From Black Enterprise
Through the years, the African-American community has been struggling with the ability to brand success and intelligence as being cool. Particularly with black male teens and adults, oftentimes we don’t fully utilize our potential because we fear the risk of being labeled as “acting white.”
However, I’m starting to realize a powerful movement that’s centered on career “swagger” (or swag). In recent years the term swag has landed a prominent place of endearment in the urban lexicon. From President Barack Obama to celebrity actor Idris Elba, there has been an emergence of professional men who carry themselves and conduct their business with a swagger that cannot go unnoticed.

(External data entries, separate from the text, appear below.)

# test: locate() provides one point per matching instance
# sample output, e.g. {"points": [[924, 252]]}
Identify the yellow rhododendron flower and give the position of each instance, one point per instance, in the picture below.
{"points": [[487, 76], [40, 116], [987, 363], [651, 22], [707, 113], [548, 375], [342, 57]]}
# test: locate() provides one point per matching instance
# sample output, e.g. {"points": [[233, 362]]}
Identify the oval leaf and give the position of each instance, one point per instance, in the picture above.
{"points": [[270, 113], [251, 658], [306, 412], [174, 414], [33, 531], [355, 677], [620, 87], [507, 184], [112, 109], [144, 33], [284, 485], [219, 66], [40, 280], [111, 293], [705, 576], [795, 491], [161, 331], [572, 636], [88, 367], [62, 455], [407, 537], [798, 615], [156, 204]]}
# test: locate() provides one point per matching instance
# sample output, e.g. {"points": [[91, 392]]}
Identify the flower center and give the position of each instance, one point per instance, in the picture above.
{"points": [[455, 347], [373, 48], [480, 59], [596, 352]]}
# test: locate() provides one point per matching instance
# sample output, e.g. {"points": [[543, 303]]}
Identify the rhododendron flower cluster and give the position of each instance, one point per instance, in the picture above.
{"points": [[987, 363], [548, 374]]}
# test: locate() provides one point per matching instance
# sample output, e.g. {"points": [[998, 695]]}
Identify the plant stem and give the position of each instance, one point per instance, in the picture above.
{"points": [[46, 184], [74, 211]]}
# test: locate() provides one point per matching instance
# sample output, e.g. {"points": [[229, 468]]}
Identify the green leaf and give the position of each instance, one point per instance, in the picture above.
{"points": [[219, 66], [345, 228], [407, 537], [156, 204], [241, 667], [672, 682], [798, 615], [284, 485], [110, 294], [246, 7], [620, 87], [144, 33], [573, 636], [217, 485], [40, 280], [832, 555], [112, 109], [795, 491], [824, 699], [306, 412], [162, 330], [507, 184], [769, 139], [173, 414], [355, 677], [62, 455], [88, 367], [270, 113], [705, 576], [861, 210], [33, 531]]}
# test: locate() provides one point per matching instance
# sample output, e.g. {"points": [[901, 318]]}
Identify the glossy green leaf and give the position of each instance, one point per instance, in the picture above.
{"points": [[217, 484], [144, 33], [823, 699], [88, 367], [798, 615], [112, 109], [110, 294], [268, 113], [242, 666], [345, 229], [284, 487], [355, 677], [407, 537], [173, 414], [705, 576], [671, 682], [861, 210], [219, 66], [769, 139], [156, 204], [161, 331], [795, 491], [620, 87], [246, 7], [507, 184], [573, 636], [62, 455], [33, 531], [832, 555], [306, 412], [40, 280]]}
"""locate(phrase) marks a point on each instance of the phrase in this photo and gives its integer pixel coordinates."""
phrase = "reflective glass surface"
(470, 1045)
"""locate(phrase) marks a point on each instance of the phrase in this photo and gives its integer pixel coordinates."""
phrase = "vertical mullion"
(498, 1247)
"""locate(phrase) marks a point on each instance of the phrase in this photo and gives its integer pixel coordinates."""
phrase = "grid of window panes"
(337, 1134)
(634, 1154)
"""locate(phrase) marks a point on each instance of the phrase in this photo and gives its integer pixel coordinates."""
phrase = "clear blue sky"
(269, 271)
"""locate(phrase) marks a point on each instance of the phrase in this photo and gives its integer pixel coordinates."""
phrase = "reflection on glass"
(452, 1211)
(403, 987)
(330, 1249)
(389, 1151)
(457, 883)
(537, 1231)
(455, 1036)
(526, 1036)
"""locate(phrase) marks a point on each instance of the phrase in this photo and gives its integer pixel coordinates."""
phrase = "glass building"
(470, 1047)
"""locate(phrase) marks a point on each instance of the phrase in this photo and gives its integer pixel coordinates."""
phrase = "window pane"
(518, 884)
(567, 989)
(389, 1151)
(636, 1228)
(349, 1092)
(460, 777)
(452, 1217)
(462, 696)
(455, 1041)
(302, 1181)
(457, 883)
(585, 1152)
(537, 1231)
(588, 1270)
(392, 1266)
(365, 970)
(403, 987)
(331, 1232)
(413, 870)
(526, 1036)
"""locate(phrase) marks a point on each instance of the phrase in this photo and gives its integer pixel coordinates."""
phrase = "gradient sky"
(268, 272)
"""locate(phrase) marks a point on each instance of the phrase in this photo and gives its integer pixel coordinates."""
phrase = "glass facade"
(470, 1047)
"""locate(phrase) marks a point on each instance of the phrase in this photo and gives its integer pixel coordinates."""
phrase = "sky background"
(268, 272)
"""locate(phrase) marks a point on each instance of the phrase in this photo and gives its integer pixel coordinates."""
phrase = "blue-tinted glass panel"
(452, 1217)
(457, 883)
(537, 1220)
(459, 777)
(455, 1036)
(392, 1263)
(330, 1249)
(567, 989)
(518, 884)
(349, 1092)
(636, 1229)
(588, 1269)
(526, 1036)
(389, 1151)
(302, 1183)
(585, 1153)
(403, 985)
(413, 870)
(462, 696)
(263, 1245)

Another highly regarded man on the come-up who has embodied this is 31–year-old Enitan O. Bereola, II (@bereolaesque). As a bestselling author and popular speaker, Bereola has gained the respect of entertainment industry leaders, including actors Hill Harper and Meagan Good, through collaborative projects. Advice from Bereola’s first book How To Be a Gentleman – Bereolaesque: The Contemporary Gentleman & Etiquette Book For The Urban Sophisticate has been discussed on BET and the nationally syndicated “Russ Parr Morning Show.”
“I am not suggesting that men should be corny, walking around in suspenders and bow ties daily,” Bereola writes. “However, some basic good manners will go a long way in helping you during your ascent to the top. This book introduces new ideas and opens up the mind to a lifestyle that will ensure achievement in every walk of life”
During an interview with Bereola offered the following principles to help elevate their professional swaggar as an urban sophisticate:
Look like—and be—a smart, hard-working professional.
All too often some men believe they have to compromise their identity to advance or accelerate their careers, Bereola says. The essence of being an Urban Sophisticate is being wise enough to adhere to corporate norms while being true to who you are. Bereola contends that men must wear appropriate suits, lose the earrings, and eliminate sagging and baggy clothes from their professional wardrobe. This is vital because in Bereola’s words “true gentlemen know how to maneuver in all facets of life—particularly in his business affairs.”
“While formal education is key, you will be surprised how far a hard work ethic can take you,” Bereola adds. There are plenty of thriving businessmen and professionals who are not college graduates. Despite their lack of formal education, they rolled up their sleeves and outworked their competition.